Coming from the left, as did most of the Greek cultural renaissance of the second half of the 20th century, but ascribing to no orthodoxy, Angelopoulos described the degradations of ordinary people both in the hands of rightwing governments and in the Stalinist regimes where the defeated partisans retreated but found no haven.

For Angelopoulos, humanity survives in the memories and dreams of exiled, travelling people who never fully make it back to Ithaca. What makes us human, Angelopoulos tells us, is found in traumatic memories, in the desire to preserve an imaginary beauty, and in eternal returns perennially frustrated. Angelopoulos was both the Homer of modern Greece, and the country’s magical realist storyteller.

For decades, the Greek elites belittled those cultural achievements that didn’t fit their view of modernisation defined as insatiable consumption. The sorry state Greece finds itself in today was built against Angelopoulos’s poetry of images. If, for a moment, we put to one side the immediate economic news, a largely unreported dramatic picture of decay of the integrated political, economic and media elites that ran the country for the last 60 years emerges. The implosion of this elite is a textbook study in the collapse of a system of power.
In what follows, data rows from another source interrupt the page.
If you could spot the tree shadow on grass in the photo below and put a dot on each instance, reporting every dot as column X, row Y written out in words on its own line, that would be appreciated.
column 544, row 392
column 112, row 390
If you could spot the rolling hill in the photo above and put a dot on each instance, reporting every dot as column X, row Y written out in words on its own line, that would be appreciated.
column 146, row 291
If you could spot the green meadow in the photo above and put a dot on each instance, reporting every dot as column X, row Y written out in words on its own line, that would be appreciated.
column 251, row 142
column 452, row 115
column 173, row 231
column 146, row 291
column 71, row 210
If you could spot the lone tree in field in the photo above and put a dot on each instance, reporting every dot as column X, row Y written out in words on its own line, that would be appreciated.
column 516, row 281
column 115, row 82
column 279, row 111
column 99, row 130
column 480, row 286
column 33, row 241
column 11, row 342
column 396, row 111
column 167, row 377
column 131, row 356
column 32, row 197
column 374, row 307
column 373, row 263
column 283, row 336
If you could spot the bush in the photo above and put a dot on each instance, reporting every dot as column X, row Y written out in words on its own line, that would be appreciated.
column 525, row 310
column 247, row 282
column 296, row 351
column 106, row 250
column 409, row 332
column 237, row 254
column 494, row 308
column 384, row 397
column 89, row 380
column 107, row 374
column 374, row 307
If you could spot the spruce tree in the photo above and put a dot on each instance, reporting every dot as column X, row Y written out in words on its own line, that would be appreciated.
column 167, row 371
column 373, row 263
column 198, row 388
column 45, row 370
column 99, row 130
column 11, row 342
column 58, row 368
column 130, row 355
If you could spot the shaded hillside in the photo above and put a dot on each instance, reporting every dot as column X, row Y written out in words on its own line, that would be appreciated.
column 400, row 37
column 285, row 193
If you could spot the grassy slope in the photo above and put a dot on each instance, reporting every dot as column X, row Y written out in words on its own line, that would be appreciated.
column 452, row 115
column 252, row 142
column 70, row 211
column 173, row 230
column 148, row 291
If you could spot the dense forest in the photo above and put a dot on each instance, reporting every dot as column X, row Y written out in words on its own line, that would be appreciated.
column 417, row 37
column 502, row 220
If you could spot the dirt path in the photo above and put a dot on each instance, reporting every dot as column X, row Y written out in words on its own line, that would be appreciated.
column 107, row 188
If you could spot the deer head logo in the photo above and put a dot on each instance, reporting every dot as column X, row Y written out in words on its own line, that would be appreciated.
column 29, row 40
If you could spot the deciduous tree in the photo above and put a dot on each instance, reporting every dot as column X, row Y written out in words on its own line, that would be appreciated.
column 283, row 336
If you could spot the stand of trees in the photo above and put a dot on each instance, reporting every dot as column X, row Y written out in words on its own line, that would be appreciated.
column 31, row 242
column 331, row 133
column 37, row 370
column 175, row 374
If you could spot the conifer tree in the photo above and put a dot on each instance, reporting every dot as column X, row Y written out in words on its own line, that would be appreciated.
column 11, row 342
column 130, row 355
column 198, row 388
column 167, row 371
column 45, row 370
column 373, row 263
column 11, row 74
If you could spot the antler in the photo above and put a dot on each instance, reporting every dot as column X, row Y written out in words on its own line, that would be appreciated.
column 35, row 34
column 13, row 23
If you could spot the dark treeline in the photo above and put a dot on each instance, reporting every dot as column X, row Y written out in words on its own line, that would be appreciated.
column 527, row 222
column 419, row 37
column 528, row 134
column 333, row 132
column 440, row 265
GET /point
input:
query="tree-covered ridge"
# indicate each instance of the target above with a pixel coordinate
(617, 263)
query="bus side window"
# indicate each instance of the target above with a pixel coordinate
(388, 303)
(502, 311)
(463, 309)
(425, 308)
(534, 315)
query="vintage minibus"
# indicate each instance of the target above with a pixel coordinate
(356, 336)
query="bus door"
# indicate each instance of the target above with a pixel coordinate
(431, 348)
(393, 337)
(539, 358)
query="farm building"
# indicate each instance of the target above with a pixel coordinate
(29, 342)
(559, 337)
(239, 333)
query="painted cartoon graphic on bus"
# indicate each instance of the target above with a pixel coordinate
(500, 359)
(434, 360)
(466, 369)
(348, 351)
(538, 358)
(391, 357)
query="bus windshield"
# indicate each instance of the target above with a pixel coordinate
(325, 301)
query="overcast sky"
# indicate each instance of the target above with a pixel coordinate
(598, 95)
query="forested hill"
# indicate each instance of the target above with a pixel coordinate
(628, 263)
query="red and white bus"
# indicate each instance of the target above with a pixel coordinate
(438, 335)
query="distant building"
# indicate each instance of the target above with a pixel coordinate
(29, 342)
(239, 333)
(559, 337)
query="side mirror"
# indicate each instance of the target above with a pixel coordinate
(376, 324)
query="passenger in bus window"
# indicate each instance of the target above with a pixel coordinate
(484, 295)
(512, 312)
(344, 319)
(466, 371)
Let me mention some recent symptoms, each of which have occurred in the last month, and which show an elite turning in on itself. First, the head of the Thessaloniki internal affairs division of the financial crimes squad (SDOE) was arrested last week for his participation in a gang of loan sharks and extortion.

Elsewhere, the government is trying to remove two economic crime prosecutors who reported the tax crimes of the rich and asked parliament to investigate the alleged 3% fraudulent increase of the country’s deficit by the incoming Papandreou government in 2010. It was this upward revision of the deficit that led to the term “Greek statistics” and brought the troika of the IMF, EU and ECB to Athens.

In another example, a senior cabinet minister admitted that he did not read the memorandum detailing the measures imposed on Greece by the troika before voting for them; he added that he disagrees with them now, although he energetically implemented them.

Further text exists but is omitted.